Da lì a poco vedemmo in lontananza che le creature cominciarono a uscire dall'acqua e il ribollio si trasformò in un corposo gorgoglio marino, in un frangente le scogliere furono ricoperte da ammassi informi di nero sconcerto e ogni speranza ci parve perduta. Fu lì che i nostri sguardi si incrociarono in un dissidio di estremo terrore, gli esseri si avvicinarono sempre più e nel giro di poco tempo fummo circondati da quelle ombre immateriali. Quando provammo ad allontanarci, nel tentativo di tenere stretti i nervi e far cara la pelle, le creature si accartocciarono su sé stesse e abbarbicandosi sulla sabbia si diressero con fare spasmodico verso lo specchio. Non erano interessate a noi, ma alla regione estrema che quell'oggetto celava. Dopo che tutte quelle cose scomparvero oltre la superficie, l'eremo rimase in silenzio e le nuvole ebbero a diradarsi.

«È finita!», esclamai in pace e con un estremo atto di prepotenza fracassai quel cristallo riflettente. «Non credo proprio che sia finita signor Collins, il male che oggi abbiamo vissuto non ci abbandonerà mai più, né esso si dimenticherà di noi». Successivamente a quelle parole vidi Serge allontanarsi e risalire sul battello; ricordo che con pacatezza mi voltai verso il faro e lo guardai in tutta la sua interezza. «Mon amie, aspettatemi, io vengo con voi, portatemi a Portland». Il vecchio capitano mi osservò con una vena di lietezza e in pieno bagordo urlò: «La mer est un espace de rigueur et de liberté, mon frère, salite a bordo, si parte». Fu quel giorno che abbondonai il faro. Quando levammo l'ancora al tramonto mi sedetti a poppa e osservai quel magnifico rossiccio sangue, che il sole morente lascia sul suo cammino.

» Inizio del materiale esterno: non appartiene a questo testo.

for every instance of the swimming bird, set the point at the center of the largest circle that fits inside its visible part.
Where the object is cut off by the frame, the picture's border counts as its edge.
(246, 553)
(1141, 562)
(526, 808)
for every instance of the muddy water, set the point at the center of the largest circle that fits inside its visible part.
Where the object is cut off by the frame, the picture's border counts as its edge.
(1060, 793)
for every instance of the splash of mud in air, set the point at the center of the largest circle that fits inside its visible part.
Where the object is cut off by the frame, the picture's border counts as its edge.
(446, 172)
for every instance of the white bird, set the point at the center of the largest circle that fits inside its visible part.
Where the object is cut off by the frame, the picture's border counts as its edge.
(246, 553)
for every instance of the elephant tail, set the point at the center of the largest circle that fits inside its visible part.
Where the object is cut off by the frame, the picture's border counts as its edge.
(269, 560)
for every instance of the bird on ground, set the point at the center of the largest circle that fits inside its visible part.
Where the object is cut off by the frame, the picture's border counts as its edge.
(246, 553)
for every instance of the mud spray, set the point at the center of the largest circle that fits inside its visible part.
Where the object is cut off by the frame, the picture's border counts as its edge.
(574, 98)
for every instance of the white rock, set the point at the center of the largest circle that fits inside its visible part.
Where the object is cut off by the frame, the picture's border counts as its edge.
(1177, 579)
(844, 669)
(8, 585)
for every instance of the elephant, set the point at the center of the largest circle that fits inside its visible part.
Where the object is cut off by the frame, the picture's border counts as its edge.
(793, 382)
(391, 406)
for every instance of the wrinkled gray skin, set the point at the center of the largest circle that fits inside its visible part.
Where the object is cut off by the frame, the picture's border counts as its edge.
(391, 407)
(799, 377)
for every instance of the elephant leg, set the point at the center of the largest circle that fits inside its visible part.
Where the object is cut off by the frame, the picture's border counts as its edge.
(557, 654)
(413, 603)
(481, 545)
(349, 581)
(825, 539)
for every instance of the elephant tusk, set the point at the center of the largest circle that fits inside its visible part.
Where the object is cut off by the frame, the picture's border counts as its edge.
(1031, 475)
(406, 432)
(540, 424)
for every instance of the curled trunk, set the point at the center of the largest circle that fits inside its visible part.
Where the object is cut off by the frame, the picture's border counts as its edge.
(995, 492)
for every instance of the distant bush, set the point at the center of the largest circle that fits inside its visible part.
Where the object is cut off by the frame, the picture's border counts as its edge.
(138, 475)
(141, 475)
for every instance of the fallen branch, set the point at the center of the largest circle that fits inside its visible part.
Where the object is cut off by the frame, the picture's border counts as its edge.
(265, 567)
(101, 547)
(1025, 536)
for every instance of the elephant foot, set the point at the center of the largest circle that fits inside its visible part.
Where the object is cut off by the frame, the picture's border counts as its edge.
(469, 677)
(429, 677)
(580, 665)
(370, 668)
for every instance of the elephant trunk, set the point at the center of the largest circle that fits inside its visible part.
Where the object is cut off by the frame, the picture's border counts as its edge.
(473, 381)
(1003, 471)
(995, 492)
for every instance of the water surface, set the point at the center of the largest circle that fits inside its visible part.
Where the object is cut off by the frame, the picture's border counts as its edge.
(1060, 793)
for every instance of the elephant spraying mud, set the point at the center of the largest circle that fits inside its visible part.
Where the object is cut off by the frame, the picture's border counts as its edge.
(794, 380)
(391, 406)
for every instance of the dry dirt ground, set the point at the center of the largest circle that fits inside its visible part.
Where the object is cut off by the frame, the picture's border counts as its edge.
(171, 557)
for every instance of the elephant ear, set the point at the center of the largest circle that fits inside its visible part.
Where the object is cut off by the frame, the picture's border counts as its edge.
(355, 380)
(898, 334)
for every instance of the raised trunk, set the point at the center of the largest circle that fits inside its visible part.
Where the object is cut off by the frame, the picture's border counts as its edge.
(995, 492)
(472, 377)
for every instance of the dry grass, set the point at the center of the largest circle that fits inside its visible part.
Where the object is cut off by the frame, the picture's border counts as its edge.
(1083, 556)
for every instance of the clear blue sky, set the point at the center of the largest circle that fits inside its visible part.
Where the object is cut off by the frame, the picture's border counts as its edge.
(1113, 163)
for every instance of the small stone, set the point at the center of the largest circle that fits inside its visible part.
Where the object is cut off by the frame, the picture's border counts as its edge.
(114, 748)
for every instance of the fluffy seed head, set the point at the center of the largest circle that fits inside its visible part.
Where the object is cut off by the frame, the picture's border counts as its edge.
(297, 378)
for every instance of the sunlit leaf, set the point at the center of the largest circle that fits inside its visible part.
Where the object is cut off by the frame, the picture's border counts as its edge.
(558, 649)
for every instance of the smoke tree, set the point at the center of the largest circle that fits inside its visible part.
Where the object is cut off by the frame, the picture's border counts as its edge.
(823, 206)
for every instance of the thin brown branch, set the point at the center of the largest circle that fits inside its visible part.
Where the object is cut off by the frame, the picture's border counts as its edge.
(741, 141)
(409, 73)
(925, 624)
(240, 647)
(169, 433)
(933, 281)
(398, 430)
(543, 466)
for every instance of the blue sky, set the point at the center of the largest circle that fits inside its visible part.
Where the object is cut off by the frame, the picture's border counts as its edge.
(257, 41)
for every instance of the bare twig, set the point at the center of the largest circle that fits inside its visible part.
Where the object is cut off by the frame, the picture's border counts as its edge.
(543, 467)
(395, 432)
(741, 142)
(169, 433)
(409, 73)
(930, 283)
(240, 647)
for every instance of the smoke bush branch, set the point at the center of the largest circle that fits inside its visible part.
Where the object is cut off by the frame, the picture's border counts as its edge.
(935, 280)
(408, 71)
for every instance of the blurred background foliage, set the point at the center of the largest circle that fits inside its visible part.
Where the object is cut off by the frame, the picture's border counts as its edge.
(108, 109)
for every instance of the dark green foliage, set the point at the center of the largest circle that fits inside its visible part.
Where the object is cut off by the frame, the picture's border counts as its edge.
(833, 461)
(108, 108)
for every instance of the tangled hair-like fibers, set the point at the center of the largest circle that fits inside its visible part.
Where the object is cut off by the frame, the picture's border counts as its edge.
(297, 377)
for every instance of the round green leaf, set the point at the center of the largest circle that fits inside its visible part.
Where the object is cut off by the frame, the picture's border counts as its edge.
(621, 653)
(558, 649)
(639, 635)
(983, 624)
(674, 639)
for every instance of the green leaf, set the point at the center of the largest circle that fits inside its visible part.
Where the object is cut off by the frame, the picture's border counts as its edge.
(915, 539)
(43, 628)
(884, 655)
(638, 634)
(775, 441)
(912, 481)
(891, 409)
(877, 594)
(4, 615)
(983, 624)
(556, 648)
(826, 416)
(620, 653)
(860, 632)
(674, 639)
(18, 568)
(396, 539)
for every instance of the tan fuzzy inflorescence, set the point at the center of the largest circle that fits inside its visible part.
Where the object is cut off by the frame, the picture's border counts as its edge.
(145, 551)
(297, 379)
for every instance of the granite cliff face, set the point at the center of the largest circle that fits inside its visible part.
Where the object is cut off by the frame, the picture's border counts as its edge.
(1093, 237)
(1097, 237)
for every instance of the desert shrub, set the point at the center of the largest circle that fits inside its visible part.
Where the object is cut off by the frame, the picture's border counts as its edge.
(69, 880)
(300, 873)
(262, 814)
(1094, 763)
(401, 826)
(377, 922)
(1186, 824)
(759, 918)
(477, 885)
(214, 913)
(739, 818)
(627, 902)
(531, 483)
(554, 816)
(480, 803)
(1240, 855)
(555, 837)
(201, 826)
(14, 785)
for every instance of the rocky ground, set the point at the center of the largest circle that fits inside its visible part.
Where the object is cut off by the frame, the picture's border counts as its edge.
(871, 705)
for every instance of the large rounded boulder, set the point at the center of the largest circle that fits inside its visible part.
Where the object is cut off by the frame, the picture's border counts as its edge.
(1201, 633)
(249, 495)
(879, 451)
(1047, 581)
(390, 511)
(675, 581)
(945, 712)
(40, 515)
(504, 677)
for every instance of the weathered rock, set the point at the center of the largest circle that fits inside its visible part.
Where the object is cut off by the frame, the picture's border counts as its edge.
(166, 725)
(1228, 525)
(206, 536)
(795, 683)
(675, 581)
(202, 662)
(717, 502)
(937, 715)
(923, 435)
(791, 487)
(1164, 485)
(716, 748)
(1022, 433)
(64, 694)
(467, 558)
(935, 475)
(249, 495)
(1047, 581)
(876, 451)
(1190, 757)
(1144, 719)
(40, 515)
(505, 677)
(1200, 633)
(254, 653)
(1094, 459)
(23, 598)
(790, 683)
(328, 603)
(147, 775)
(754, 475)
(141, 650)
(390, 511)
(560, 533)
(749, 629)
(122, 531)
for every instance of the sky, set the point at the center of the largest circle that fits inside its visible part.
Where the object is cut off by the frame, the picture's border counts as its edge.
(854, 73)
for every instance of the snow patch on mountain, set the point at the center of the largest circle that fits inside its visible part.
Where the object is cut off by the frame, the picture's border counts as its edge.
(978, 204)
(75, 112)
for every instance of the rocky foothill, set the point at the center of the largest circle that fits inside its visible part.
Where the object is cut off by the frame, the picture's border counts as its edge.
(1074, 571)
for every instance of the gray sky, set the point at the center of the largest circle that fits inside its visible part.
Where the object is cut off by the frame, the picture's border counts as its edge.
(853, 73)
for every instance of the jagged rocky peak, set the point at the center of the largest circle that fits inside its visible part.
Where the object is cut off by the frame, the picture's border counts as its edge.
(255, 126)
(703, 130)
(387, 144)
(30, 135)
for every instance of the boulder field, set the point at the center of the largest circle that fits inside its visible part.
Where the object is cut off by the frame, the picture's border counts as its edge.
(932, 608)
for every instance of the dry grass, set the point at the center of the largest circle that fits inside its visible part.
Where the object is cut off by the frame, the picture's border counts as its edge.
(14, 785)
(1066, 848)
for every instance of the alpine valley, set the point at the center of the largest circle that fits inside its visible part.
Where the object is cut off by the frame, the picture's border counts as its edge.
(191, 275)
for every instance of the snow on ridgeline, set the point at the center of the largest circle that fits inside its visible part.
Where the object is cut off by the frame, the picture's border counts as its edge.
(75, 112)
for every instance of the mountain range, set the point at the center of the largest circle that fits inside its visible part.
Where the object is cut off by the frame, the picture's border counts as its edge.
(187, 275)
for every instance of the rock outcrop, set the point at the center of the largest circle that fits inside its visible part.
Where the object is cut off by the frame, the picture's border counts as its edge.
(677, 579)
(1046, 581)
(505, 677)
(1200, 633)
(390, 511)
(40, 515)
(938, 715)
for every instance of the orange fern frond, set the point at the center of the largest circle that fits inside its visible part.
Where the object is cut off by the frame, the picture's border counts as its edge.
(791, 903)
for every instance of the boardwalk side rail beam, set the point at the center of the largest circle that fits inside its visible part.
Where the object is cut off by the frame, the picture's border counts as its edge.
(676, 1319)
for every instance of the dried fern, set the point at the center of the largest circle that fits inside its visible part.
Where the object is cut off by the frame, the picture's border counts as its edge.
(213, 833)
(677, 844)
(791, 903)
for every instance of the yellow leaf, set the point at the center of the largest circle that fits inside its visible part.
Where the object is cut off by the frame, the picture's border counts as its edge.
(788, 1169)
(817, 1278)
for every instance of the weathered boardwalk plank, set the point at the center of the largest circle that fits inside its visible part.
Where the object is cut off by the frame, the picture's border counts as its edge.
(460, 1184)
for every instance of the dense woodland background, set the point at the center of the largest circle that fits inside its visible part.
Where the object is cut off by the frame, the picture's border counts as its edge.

Era maestoso, ma trasmetteva un senso di perdizione ed estrema inquietudine, lo scoglio scomparve pian piano all'orizzonte e con esso svanirono anche gli ultimi residui della mia esistenza.

Tra le nuvole, che tristi salutarono il mio viaggio, mi parve quasi di intravedere un immensa ombra dalle imponenti sembianze velarsi oltre le nubi, ma quando quell'emozione raggiunse il mio cuore mi riappacificai subito, poiché i miei sensi già alquanto deteriorati, per nulla si smossero. Ormai sera arrivammo a Portland, ormeggiammo il battello e con fare sereno Serge esclamò: «Dove andrete adesso? Volete forse mangiare qualcosa? Proprio qui vicino c'è la Old Shark Tavern, una simpatica stamberga di mare, dove tra un boccale di birra e una buona zuppa passo le mie notti». Non ebbi molto a discutere e così lo interruppi bruscamente: «Vi ringrazio mon amie, ma non sarei di compagnia e non sarei per niente felice di accostarmi ad altri esseri ben pensanti, la mia è una vita raminga e vorrei scontare questa condanna da solo.

Chissà che non ci si rincontri, in questa o in un'altra vita». Serge se ne rimase sul ponte di prua ancora per qualche istante, illuminato dalla serenità della luna e immerso nei suoi pensieri: «Adieu signor Collins, abbiate cura di voi», gli sentii bisbigliare. Dopo un ultimo sguardo di commiato, mi incamminai verso la prima stazione e presi la prima carrozza a buon mercato verso una cittadina di nome Burlington, del resto una città valeva come un'altra.